Although Childs Park United Methodist welcomed members of all races by the 1960s, the church held its last service in June 2002. Presently, its 1925 masonry and brickstone structure serves as the home of the Rock of Jesus Missionary Baptist Church.
Childs Park Elementary became a fundamental school in the fall of 1978. Lacking air conditioning, the once-ornate campus suffered from mold, mildew, and cracked plaster. Despite the district spending nearly $600,000 to maintain the building between 1989 and 1994, the school closed in June 1995. Subsequently, a wrecking ball demolished the school.
No Childs left behind
Efforts to improve Childs Park’s long-neglected neighborhood institutions have occurred during the last quarter-century. A major school renovation plan announced in August 1999 led to the reconstruction of Fairmount Park Elementary. Classes at Jamerson Elementary began in 2002.
The former Childs Park Elementary campus expanded from 5.5 acres to nearly 20 after demolishing more than 50 homes. Presently, this is the home of Thurgood Marshall Middle School. Also, a newly rebuilt Gulfport Elementary School reopened 20 years ago that serves many Childs Park families.
Since its construction in December 1977, the Childs Park Community Center enjoyed enhanced programs.
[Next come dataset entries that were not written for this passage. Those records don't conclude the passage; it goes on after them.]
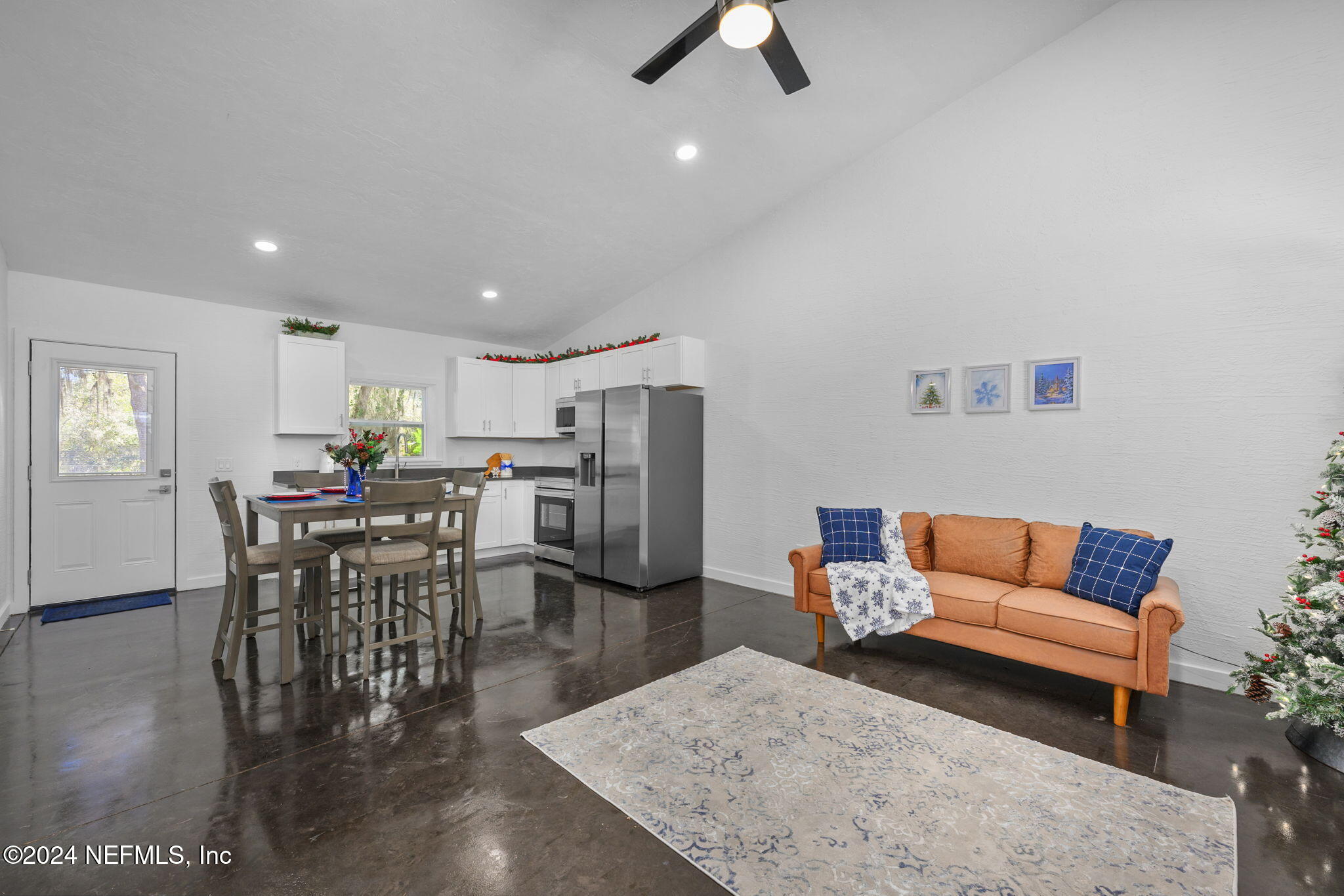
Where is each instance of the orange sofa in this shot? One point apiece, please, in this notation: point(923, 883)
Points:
point(996, 589)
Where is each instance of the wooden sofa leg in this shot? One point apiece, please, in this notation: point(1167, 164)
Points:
point(1122, 704)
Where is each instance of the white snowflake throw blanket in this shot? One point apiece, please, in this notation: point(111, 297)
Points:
point(881, 597)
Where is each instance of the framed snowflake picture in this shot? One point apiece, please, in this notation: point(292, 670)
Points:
point(929, 391)
point(1054, 384)
point(988, 388)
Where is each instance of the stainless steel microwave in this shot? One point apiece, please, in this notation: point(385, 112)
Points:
point(565, 415)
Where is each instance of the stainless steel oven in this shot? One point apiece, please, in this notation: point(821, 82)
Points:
point(554, 520)
point(565, 415)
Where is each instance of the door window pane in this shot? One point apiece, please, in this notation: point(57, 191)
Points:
point(102, 422)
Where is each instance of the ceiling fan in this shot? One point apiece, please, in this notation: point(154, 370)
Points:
point(744, 24)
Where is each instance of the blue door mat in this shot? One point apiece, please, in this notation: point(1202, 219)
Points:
point(104, 606)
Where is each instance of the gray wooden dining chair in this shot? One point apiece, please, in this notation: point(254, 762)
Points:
point(243, 562)
point(451, 538)
point(404, 550)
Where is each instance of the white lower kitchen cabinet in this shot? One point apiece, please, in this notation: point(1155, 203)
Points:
point(506, 515)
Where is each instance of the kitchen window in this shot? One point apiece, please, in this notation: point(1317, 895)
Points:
point(397, 410)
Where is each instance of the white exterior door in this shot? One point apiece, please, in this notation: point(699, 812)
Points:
point(102, 462)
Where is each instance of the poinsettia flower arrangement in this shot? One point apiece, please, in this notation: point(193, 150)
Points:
point(366, 449)
point(568, 354)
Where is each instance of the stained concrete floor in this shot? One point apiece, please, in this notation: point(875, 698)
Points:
point(119, 731)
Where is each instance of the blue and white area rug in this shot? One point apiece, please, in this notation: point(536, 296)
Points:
point(773, 778)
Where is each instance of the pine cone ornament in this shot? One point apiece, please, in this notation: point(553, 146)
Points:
point(1330, 520)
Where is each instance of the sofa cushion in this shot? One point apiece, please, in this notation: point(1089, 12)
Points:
point(982, 546)
point(850, 534)
point(1053, 552)
point(915, 529)
point(1054, 615)
point(1116, 569)
point(965, 598)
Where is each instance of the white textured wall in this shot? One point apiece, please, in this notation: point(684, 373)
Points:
point(226, 393)
point(1160, 191)
point(6, 449)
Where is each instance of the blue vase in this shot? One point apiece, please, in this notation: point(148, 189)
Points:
point(355, 481)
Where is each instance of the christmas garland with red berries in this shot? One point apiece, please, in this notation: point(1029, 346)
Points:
point(568, 354)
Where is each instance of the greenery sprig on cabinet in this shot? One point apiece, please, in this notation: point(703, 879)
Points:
point(568, 354)
point(299, 325)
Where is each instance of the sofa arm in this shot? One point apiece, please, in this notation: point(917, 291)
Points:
point(804, 561)
point(1160, 617)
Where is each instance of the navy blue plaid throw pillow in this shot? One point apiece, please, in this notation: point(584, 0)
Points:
point(850, 534)
point(1116, 569)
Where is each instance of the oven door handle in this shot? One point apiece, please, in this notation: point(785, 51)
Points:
point(549, 493)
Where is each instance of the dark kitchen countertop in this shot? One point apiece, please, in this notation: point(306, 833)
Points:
point(287, 478)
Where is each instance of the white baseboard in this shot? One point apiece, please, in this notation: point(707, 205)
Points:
point(1198, 672)
point(749, 580)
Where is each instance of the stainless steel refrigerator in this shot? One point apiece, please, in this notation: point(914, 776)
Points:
point(639, 485)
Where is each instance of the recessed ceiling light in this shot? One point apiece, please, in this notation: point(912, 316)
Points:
point(745, 23)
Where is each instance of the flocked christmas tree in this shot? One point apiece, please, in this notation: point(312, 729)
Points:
point(1304, 669)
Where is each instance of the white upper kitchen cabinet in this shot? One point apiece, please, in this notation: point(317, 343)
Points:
point(588, 373)
point(553, 391)
point(566, 378)
point(312, 396)
point(480, 398)
point(632, 365)
point(677, 363)
point(530, 401)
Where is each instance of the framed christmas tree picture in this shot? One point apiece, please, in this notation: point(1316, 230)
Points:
point(1054, 384)
point(929, 391)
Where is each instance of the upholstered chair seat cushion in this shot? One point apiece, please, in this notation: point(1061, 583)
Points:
point(1053, 554)
point(385, 552)
point(967, 598)
point(269, 554)
point(337, 538)
point(1054, 615)
point(982, 546)
point(1114, 567)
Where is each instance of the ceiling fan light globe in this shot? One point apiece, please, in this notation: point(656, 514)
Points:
point(745, 24)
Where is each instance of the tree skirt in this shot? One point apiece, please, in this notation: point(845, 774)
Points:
point(773, 778)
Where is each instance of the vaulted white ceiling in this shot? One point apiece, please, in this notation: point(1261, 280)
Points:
point(409, 153)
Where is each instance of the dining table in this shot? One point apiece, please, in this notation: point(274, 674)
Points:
point(337, 507)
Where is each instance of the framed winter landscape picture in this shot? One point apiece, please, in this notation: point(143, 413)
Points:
point(1054, 384)
point(929, 391)
point(988, 388)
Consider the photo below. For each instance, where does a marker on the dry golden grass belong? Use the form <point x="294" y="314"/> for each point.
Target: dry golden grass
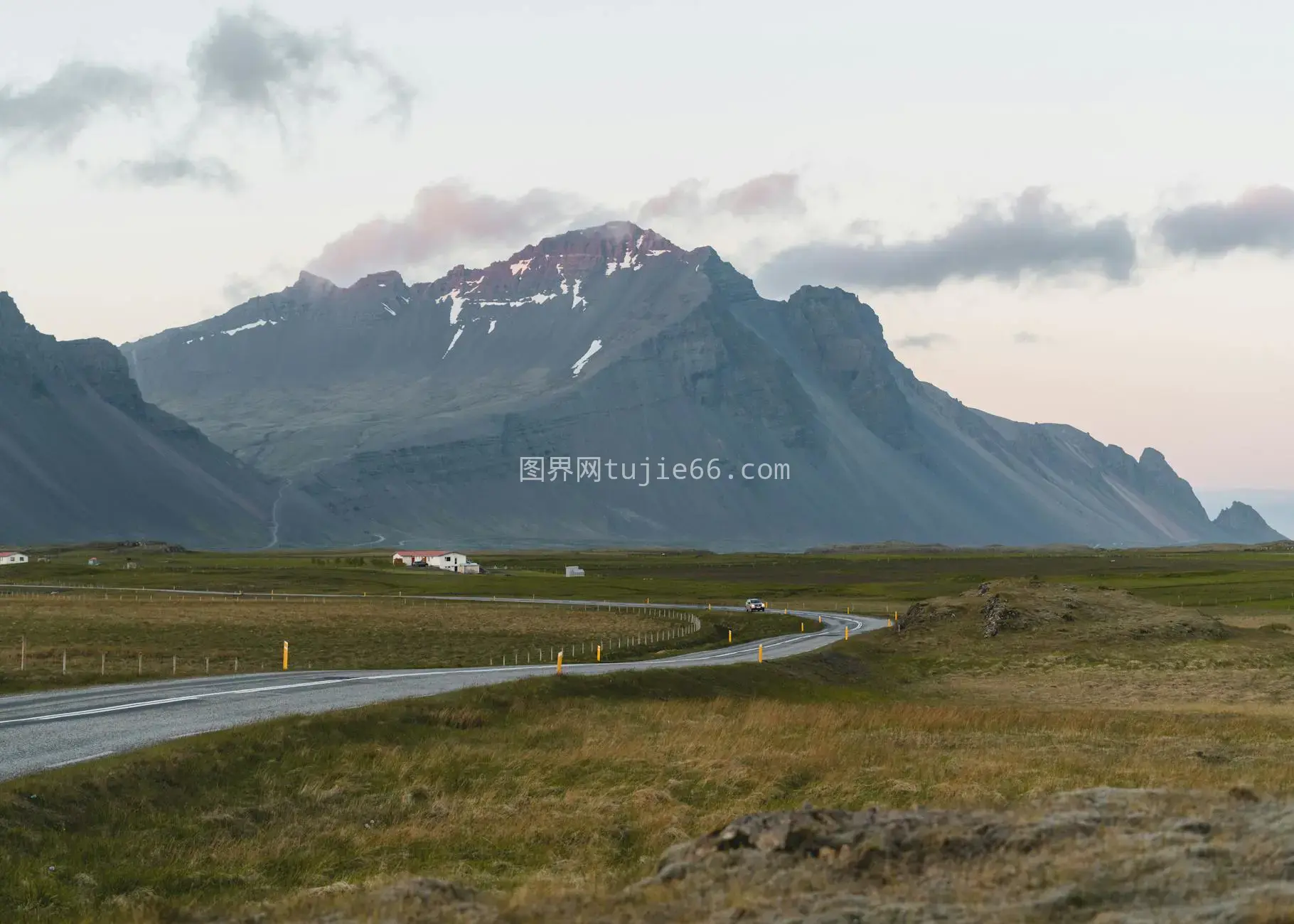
<point x="126" y="635"/>
<point x="576" y="785"/>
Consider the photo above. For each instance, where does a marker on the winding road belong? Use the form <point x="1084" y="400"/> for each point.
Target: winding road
<point x="47" y="730"/>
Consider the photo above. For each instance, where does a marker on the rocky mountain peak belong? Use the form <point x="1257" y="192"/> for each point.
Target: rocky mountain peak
<point x="11" y="318"/>
<point x="1241" y="523"/>
<point x="314" y="284"/>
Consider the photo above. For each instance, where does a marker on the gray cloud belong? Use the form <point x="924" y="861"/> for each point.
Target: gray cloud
<point x="770" y="195"/>
<point x="1033" y="236"/>
<point x="238" y="289"/>
<point x="53" y="113"/>
<point x="170" y="170"/>
<point x="1261" y="219"/>
<point x="444" y="216"/>
<point x="683" y="200"/>
<point x="254" y="63"/>
<point x="923" y="340"/>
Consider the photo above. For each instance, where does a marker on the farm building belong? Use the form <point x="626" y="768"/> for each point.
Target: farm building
<point x="445" y="561"/>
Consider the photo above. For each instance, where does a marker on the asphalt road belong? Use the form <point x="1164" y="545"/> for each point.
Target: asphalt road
<point x="47" y="730"/>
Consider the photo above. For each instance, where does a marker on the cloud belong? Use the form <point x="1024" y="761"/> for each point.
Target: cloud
<point x="683" y="200"/>
<point x="257" y="64"/>
<point x="923" y="340"/>
<point x="444" y="216"/>
<point x="1033" y="236"/>
<point x="238" y="289"/>
<point x="52" y="114"/>
<point x="1261" y="219"/>
<point x="770" y="195"/>
<point x="170" y="170"/>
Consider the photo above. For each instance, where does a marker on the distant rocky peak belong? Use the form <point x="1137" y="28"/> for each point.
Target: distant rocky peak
<point x="388" y="279"/>
<point x="557" y="268"/>
<point x="312" y="282"/>
<point x="11" y="317"/>
<point x="1241" y="523"/>
<point x="616" y="244"/>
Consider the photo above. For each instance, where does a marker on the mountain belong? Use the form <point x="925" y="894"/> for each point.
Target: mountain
<point x="404" y="412"/>
<point x="85" y="457"/>
<point x="1241" y="523"/>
Later, a pool opened in July 2002. Since then, the neighborhood has obtained a public library branch.
Later in life, Childs developed the Big Bayou and Bayou Bonita areas. A longtime user of the trolley system, he appeared in a St. Petersburg Times photograph, standing next to a streetcar during its last Big Bayou run in January 1948. L.D. Childs passed away in June 1952 at the age of 86.